El piloto se aproximó rápidamente a la parte posterior del compartimento de carga y se dispuso a tirar de la puerta para cerrarla. A su espalda, algo se movió de repente y una persona se abalanzó en su dirección desde detrás de unos bultos de equipaje. El hombre cayó sobre el piloto con todo su peso, lanzándolo fuera de la puerta abierta del helicóptero junto con su atacante.

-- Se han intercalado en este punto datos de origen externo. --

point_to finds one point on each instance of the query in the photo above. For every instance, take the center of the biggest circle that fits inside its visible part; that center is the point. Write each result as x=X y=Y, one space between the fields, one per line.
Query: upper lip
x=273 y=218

En plena caída, el piloto pudo ver a quien le había derribado. Era el coronel Crystal.

– ¡Regresa a la base! -gritó el piloto tan fuerte como pudo, esperando disponer todavía de cobertura para comunicarse por radio con su copiloto; era esencial que se entregara la información recogida por el equipo. Dos segundos después, él y Crystal habían muerto.

En el interior del helicóptero, el copiloto había llegado a escuchar la última orden del piloto y ya había empezado a acatarla. Volando hacia el sur tan rápido como lo permitía el helicóptero, se retiraba siguiendo la misma ruta por la que habían venido. Por todas partes debajo de él, la matanza progresaba a impresionante velocidad. Las cámaras no habían dejado de grabar, captando cada detalle y enviando después las imágenes al sobrecogido equipo de analistas del océano Índico. Entonces, un extraño olor a huevos podridos o a azufre sorprendió al copiloto.